As part of the experience of this week in our “Building Teaching Skills W2010” online course, it is so exciting to see how ELT professionals and colleagues all around the world have created their delicious.com personalized pages and how the amount of links registered in their pages increase systematically (with the use of tags) and exponentially (by the number of registered entries). If something outstanding happened this week on this course, it is the personal “epiphany” all of us have had and the discovery of how to register all our “delicious” sites.
Since human memory is so limited, and we can hardly fight back our absent-mindedness at times, Delicious.com can become our “external memory card” that can keep a record of all the language learning skill-building sites we encounter in our ventures over the Internet. As a personal experience, I must admit that I used to keep those links on a separate gmail account that I created for storage purposes. I systematically classified all sites, but now that I can compare what I used to do with the things I can do now in terms of web-link storage, Delicious! is a go-of-it.
All teachers craving for extra resources to use with students, in or out of class, are bound to find sites that are worthwhile sharing, but passing post-it notes with URLs and the like is something of the past, not only because those little papers get lost but also because free online services can allow us to have access to that information anywhere we are. Now I can tell my colleagues or fellow teachers to visit my Delicious! page and profit from the things I have stored for teaching/learning purposes. And now that this E-teacher course has given room for the creation of a Internet-based teaching community, we participants should keep up with the expectations from our instructors to continue to share “vital” information to enhance our teaching anywhere we teach in this planet.
Hi Jonathan,
You are quite right. It is important to keep a record of the websites we have found useful for our teaching, but sometimes it's not so easy. Besides bookmarking the websites, I used to write all the URLs in a notebook with a short note about the site so that it is easier to find what you are looking for. But Delicious.com is much more convenient because it makes it easy to find the websites you need by looking at the tags. What is more, you can also look at the websites that others have bookmarked, so that by sharing our bookmarks we discover many other websites and learn about other possibilities that we were not aware of. Look at all the websites we have shared during these three weeks and how many new things we have learned from each other. And now that we have all our colleagues in our network, we can continue to share information about the websites we discover even when the course finishes. Great, isn't it?
All the best,
Nina
Dear Jonathan,
Your post is very nice. I like your writing. I agree with you, this Week has been a whole new experience for (I dare to say) all of us. We teachers, part of this great online course. I feel that I have learnt a lot since this course began and I am craving for more weeks like this.

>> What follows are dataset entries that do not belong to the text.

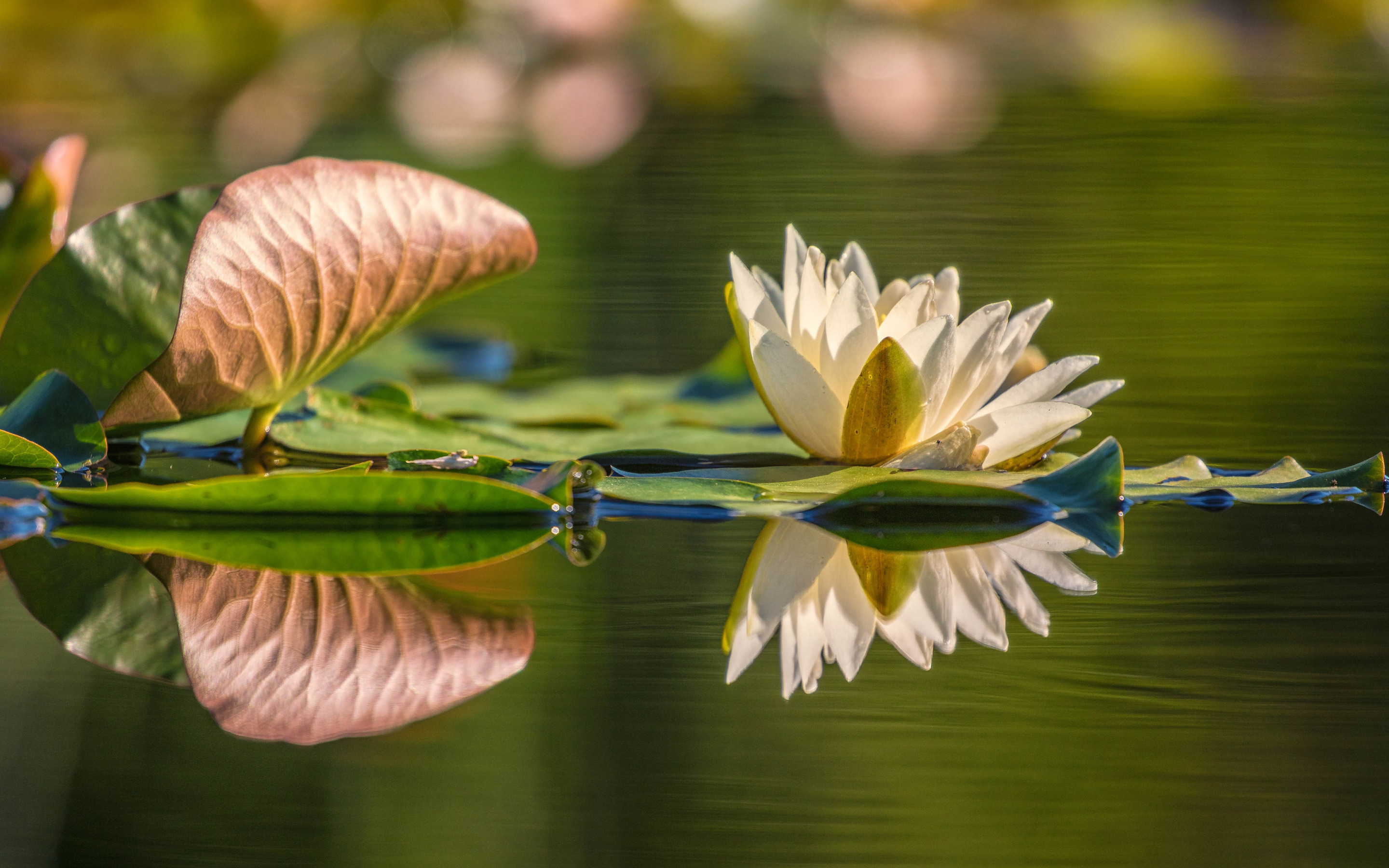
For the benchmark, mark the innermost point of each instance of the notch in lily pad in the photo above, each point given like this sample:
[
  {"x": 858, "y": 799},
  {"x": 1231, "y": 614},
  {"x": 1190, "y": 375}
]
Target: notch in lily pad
[{"x": 52, "y": 425}]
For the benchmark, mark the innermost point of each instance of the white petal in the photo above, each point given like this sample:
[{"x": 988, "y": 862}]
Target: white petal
[
  {"x": 948, "y": 453},
  {"x": 892, "y": 294},
  {"x": 792, "y": 259},
  {"x": 849, "y": 617},
  {"x": 1016, "y": 339},
  {"x": 931, "y": 345},
  {"x": 810, "y": 639},
  {"x": 792, "y": 556},
  {"x": 948, "y": 294},
  {"x": 774, "y": 291},
  {"x": 977, "y": 341},
  {"x": 812, "y": 307},
  {"x": 1013, "y": 431},
  {"x": 937, "y": 589},
  {"x": 856, "y": 261},
  {"x": 799, "y": 396},
  {"x": 908, "y": 313},
  {"x": 1048, "y": 538},
  {"x": 1013, "y": 588},
  {"x": 835, "y": 278},
  {"x": 745, "y": 648},
  {"x": 978, "y": 611},
  {"x": 752, "y": 299},
  {"x": 1044, "y": 385},
  {"x": 849, "y": 338},
  {"x": 1025, "y": 323},
  {"x": 1092, "y": 393},
  {"x": 1050, "y": 567}
]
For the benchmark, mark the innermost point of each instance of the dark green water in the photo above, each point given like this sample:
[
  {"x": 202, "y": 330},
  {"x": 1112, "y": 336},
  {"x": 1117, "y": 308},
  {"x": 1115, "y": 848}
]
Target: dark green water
[{"x": 1221, "y": 699}]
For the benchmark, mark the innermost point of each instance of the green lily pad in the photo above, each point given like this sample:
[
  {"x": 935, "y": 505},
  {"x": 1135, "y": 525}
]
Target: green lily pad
[
  {"x": 453, "y": 463},
  {"x": 106, "y": 306},
  {"x": 370, "y": 552},
  {"x": 353, "y": 425},
  {"x": 313, "y": 495},
  {"x": 35, "y": 221},
  {"x": 51, "y": 424},
  {"x": 1085, "y": 484},
  {"x": 103, "y": 606},
  {"x": 21, "y": 452},
  {"x": 1188, "y": 478}
]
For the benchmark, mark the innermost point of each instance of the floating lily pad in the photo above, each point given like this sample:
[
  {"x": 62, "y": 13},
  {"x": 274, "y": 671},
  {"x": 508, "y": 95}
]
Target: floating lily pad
[
  {"x": 312, "y": 495},
  {"x": 51, "y": 424},
  {"x": 34, "y": 224},
  {"x": 352, "y": 550},
  {"x": 353, "y": 425},
  {"x": 1191, "y": 480},
  {"x": 105, "y": 307},
  {"x": 281, "y": 289}
]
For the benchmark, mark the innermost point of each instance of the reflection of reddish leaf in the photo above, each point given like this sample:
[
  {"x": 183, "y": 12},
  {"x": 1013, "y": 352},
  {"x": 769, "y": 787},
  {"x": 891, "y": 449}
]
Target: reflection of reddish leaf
[
  {"x": 299, "y": 267},
  {"x": 307, "y": 659}
]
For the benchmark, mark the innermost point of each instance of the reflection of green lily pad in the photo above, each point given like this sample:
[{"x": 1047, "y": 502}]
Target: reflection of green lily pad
[
  {"x": 51, "y": 424},
  {"x": 102, "y": 605},
  {"x": 1089, "y": 484}
]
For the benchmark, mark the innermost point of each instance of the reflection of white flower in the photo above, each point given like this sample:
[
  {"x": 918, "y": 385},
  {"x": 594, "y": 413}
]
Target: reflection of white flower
[
  {"x": 864, "y": 376},
  {"x": 830, "y": 596}
]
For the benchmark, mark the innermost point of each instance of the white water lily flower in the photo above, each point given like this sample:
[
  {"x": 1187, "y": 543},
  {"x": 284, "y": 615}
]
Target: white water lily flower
[
  {"x": 830, "y": 596},
  {"x": 891, "y": 376}
]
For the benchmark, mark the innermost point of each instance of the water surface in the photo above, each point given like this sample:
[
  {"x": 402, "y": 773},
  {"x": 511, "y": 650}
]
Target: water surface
[{"x": 1221, "y": 699}]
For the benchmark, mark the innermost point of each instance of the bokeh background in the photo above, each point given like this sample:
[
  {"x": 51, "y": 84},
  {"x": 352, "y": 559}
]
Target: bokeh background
[
  {"x": 1199, "y": 187},
  {"x": 1203, "y": 188}
]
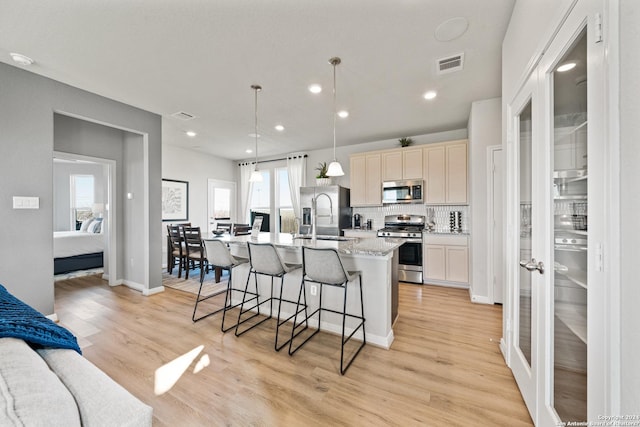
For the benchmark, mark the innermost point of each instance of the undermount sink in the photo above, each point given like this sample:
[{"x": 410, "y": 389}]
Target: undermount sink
[{"x": 325, "y": 237}]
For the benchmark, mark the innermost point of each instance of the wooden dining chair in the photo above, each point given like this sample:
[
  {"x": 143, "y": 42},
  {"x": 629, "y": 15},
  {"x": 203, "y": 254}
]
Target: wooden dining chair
[
  {"x": 194, "y": 247},
  {"x": 176, "y": 249}
]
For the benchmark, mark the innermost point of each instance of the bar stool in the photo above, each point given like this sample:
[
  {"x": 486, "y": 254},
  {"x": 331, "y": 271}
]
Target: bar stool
[
  {"x": 265, "y": 260},
  {"x": 218, "y": 255},
  {"x": 324, "y": 266}
]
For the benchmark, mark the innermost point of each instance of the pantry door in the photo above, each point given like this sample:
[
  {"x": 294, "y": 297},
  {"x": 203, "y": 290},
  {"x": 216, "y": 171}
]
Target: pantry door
[{"x": 523, "y": 240}]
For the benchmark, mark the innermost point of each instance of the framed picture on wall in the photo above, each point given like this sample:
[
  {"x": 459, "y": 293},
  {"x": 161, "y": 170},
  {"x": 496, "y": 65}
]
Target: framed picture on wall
[{"x": 175, "y": 200}]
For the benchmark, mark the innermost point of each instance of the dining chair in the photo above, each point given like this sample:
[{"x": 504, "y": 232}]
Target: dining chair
[{"x": 194, "y": 250}]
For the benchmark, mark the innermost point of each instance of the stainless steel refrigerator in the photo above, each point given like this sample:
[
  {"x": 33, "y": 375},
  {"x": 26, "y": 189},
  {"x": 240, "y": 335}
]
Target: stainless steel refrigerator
[{"x": 333, "y": 213}]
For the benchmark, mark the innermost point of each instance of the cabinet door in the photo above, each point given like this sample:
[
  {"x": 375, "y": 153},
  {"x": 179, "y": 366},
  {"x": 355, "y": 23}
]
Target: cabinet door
[
  {"x": 434, "y": 164},
  {"x": 434, "y": 267},
  {"x": 358, "y": 174},
  {"x": 373, "y": 192},
  {"x": 412, "y": 163},
  {"x": 457, "y": 263},
  {"x": 456, "y": 170},
  {"x": 392, "y": 165}
]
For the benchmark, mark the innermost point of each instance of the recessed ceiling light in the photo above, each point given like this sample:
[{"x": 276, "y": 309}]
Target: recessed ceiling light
[
  {"x": 315, "y": 88},
  {"x": 430, "y": 94},
  {"x": 21, "y": 59},
  {"x": 566, "y": 67}
]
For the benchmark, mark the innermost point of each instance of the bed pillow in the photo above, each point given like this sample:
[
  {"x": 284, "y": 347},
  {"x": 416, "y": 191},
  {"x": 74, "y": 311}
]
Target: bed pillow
[
  {"x": 95, "y": 226},
  {"x": 85, "y": 224}
]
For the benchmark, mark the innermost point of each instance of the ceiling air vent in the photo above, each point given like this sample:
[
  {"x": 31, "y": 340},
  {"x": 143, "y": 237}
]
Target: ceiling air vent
[
  {"x": 183, "y": 116},
  {"x": 450, "y": 63}
]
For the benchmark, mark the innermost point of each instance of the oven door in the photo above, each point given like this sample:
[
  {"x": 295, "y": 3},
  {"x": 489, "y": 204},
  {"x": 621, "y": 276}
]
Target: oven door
[{"x": 410, "y": 261}]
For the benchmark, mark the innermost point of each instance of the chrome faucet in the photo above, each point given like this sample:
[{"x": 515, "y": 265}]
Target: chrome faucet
[{"x": 314, "y": 213}]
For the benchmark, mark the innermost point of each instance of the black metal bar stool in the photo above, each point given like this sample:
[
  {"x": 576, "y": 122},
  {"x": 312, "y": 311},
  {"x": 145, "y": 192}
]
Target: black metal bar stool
[
  {"x": 265, "y": 260},
  {"x": 218, "y": 255},
  {"x": 324, "y": 267}
]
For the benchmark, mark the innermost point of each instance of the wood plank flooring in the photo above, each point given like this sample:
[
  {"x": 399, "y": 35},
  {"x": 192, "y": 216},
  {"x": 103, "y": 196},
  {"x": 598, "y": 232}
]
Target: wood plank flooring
[{"x": 444, "y": 367}]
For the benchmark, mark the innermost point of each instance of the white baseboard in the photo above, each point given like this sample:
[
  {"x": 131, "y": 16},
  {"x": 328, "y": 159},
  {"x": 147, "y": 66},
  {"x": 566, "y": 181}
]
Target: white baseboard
[
  {"x": 153, "y": 291},
  {"x": 478, "y": 299}
]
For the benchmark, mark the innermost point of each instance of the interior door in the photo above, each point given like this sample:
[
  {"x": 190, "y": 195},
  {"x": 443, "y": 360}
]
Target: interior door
[
  {"x": 524, "y": 241},
  {"x": 571, "y": 389}
]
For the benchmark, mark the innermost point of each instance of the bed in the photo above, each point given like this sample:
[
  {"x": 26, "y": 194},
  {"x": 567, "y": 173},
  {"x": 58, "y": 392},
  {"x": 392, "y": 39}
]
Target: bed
[{"x": 77, "y": 250}]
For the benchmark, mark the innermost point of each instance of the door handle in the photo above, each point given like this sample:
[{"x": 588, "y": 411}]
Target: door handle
[{"x": 533, "y": 265}]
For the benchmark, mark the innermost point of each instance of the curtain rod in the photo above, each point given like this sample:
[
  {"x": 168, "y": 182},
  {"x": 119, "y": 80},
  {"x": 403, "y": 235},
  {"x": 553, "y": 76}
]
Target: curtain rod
[{"x": 304, "y": 156}]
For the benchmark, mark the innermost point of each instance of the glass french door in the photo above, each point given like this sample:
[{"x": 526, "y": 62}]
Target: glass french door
[
  {"x": 557, "y": 320},
  {"x": 525, "y": 220}
]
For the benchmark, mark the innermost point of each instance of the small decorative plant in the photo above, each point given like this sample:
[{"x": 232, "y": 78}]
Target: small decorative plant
[
  {"x": 405, "y": 142},
  {"x": 322, "y": 170}
]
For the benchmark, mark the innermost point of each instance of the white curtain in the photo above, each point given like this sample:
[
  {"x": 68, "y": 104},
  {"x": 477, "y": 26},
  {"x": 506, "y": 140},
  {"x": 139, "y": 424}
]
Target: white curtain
[
  {"x": 297, "y": 171},
  {"x": 245, "y": 191}
]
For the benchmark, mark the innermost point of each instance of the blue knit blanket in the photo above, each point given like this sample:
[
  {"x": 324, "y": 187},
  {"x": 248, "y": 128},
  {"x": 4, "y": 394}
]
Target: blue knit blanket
[{"x": 18, "y": 320}]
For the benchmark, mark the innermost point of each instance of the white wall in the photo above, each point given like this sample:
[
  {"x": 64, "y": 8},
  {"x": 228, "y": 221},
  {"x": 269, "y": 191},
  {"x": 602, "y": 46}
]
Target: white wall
[
  {"x": 629, "y": 206},
  {"x": 62, "y": 172},
  {"x": 27, "y": 106},
  {"x": 485, "y": 129},
  {"x": 195, "y": 168}
]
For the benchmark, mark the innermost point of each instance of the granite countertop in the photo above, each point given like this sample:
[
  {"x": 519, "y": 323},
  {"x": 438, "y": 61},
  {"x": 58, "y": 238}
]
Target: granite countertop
[{"x": 376, "y": 246}]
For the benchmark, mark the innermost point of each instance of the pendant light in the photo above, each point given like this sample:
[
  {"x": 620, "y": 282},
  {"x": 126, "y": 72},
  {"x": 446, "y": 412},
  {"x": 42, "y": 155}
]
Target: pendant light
[
  {"x": 255, "y": 175},
  {"x": 335, "y": 169}
]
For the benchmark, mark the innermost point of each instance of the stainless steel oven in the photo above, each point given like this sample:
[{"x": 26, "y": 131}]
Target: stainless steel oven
[{"x": 409, "y": 228}]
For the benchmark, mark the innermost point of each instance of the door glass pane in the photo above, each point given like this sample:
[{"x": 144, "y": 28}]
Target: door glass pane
[
  {"x": 524, "y": 332},
  {"x": 570, "y": 177}
]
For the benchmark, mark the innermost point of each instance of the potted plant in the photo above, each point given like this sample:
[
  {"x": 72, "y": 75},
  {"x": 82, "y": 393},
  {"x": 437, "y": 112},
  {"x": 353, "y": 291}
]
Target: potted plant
[
  {"x": 405, "y": 142},
  {"x": 322, "y": 178}
]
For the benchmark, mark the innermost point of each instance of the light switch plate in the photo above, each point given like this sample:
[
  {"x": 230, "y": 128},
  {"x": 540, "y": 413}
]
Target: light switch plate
[{"x": 23, "y": 202}]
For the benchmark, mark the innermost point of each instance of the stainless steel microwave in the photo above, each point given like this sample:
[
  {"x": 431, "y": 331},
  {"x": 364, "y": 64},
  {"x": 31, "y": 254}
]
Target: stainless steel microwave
[{"x": 408, "y": 191}]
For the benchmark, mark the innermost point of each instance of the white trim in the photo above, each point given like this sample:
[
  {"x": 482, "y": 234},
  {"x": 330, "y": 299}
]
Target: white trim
[
  {"x": 612, "y": 342},
  {"x": 153, "y": 291},
  {"x": 490, "y": 222}
]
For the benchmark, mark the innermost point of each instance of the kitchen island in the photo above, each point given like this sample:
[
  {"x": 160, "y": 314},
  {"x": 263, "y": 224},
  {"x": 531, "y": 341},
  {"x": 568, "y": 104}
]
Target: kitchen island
[{"x": 376, "y": 258}]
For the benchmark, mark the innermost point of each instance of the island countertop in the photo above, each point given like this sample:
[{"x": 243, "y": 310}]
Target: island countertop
[
  {"x": 375, "y": 257},
  {"x": 374, "y": 246}
]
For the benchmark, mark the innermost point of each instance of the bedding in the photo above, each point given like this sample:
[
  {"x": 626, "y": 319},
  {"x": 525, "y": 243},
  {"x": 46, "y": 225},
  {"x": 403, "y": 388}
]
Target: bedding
[{"x": 72, "y": 243}]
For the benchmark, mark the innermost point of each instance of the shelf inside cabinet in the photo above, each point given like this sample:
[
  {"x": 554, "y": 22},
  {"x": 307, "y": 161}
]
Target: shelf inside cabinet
[
  {"x": 578, "y": 277},
  {"x": 574, "y": 317}
]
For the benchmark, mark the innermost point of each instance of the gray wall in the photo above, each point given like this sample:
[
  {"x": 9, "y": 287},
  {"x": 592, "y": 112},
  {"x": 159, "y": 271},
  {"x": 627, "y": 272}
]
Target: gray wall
[
  {"x": 27, "y": 106},
  {"x": 629, "y": 206}
]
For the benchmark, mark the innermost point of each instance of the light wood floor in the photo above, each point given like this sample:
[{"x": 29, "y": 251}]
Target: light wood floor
[{"x": 444, "y": 367}]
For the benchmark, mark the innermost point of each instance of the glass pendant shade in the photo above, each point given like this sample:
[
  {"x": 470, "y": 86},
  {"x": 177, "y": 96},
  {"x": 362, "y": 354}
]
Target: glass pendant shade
[{"x": 335, "y": 169}]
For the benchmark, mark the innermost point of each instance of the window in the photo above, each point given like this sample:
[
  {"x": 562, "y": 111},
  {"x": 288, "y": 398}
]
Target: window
[
  {"x": 286, "y": 216},
  {"x": 82, "y": 199},
  {"x": 260, "y": 203},
  {"x": 272, "y": 198}
]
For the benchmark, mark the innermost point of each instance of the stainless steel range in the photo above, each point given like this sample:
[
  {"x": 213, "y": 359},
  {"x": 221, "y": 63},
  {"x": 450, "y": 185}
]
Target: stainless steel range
[{"x": 409, "y": 228}]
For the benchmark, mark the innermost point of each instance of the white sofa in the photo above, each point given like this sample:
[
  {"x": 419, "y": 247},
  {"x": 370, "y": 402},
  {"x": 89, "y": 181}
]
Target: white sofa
[{"x": 59, "y": 387}]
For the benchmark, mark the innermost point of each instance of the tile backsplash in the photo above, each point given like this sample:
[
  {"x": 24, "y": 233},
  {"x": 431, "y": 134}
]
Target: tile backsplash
[{"x": 441, "y": 214}]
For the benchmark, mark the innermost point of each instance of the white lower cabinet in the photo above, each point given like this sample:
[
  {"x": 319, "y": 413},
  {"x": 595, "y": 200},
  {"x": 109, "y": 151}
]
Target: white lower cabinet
[{"x": 446, "y": 258}]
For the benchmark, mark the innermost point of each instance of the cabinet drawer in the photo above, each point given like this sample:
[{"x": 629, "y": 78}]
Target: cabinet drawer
[{"x": 448, "y": 240}]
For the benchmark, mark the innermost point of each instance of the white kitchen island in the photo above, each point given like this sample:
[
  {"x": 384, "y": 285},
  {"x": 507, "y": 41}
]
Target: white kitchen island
[{"x": 376, "y": 258}]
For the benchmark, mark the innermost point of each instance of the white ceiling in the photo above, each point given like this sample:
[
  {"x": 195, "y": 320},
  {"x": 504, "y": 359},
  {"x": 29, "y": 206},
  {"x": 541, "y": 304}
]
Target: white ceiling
[{"x": 202, "y": 56}]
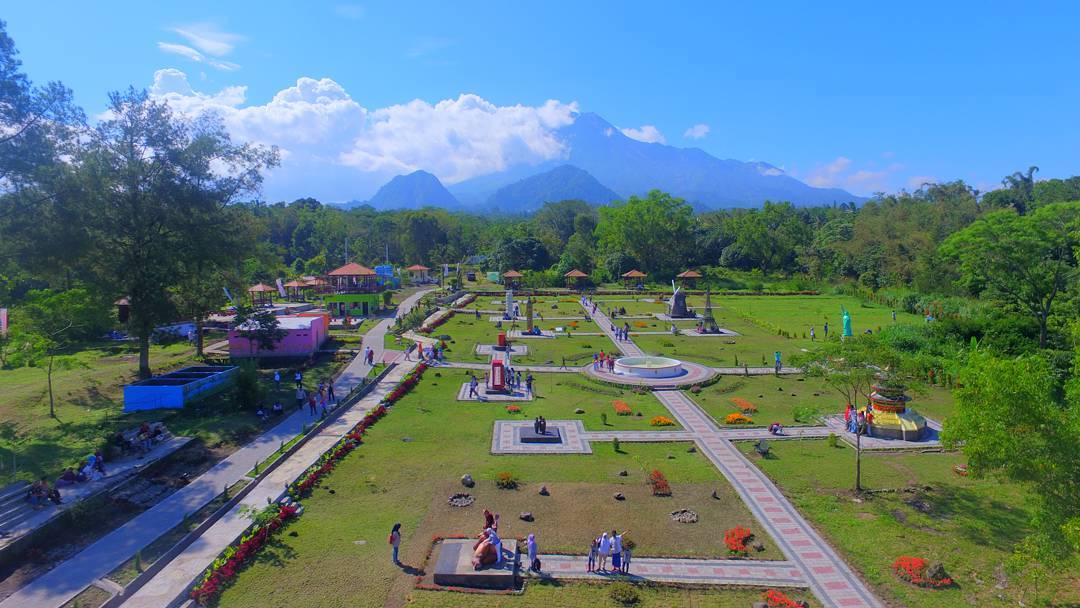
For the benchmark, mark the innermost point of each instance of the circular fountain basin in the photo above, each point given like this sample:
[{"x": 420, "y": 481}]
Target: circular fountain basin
[{"x": 649, "y": 366}]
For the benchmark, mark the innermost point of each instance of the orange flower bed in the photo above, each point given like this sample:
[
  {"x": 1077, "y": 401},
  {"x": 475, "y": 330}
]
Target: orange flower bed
[
  {"x": 743, "y": 405},
  {"x": 661, "y": 421},
  {"x": 738, "y": 419}
]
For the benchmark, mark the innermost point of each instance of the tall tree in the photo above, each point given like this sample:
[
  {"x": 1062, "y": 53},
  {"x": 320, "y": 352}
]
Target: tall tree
[
  {"x": 152, "y": 181},
  {"x": 1021, "y": 260}
]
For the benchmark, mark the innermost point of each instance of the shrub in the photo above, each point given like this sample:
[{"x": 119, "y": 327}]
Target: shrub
[
  {"x": 917, "y": 570},
  {"x": 659, "y": 484},
  {"x": 743, "y": 405},
  {"x": 737, "y": 539},
  {"x": 738, "y": 419},
  {"x": 661, "y": 421},
  {"x": 623, "y": 594},
  {"x": 505, "y": 481}
]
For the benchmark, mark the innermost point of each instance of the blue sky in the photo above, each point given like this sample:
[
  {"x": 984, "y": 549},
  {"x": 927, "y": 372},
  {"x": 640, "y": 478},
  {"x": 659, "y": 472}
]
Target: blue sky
[{"x": 865, "y": 96}]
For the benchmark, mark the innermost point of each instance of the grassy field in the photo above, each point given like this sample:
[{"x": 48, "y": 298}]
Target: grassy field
[
  {"x": 90, "y": 403},
  {"x": 582, "y": 595},
  {"x": 968, "y": 525},
  {"x": 777, "y": 399},
  {"x": 413, "y": 460}
]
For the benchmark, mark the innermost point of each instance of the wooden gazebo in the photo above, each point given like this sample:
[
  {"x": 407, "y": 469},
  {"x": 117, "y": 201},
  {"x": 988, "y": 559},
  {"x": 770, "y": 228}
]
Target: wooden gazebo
[
  {"x": 295, "y": 288},
  {"x": 511, "y": 278},
  {"x": 634, "y": 277},
  {"x": 261, "y": 294},
  {"x": 688, "y": 278},
  {"x": 572, "y": 278}
]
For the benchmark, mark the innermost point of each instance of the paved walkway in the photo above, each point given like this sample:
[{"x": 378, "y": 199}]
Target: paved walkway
[
  {"x": 68, "y": 579},
  {"x": 694, "y": 571}
]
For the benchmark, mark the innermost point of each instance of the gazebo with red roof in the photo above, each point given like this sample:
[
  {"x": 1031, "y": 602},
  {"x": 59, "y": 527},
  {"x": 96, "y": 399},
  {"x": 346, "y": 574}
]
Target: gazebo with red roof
[
  {"x": 688, "y": 277},
  {"x": 511, "y": 278},
  {"x": 418, "y": 273},
  {"x": 633, "y": 275},
  {"x": 572, "y": 278},
  {"x": 261, "y": 294}
]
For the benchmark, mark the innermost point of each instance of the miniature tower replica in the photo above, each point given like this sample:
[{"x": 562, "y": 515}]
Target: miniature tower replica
[
  {"x": 892, "y": 419},
  {"x": 707, "y": 323},
  {"x": 498, "y": 377}
]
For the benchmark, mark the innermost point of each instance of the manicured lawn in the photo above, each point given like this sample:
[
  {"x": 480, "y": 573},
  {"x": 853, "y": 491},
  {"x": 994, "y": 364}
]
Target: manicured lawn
[
  {"x": 413, "y": 460},
  {"x": 583, "y": 595},
  {"x": 777, "y": 399},
  {"x": 968, "y": 525},
  {"x": 90, "y": 403}
]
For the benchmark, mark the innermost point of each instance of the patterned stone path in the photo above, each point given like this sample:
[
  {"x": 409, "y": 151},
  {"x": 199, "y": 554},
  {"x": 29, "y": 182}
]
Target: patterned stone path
[{"x": 707, "y": 571}]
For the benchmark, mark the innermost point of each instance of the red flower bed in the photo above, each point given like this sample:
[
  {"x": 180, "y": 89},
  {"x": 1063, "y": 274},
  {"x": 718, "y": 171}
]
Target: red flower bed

You are so right about this URL saving provided by technology, the way I used to "bookmark" my links was righting them down on some paper, a paper that eventually got lost.
I like the fact of sharing and as you said using this tool will provide us great benefits even in the future, after this course is finished.
Best regards,
Tatiana
Nina and Tatiana,
thanks for your thoughtful insight on my reflection on our third week of class. It looks like with the pass of time in this course, we are bound to discover more online resources we have no idea that they existed before. I'm glad that you share my idea of continuous web-based exercises and resources sharing by means of our decilious! pages. I guess this should be a never-ending process of sharing for all of us teachers, no matter where we are in this planet.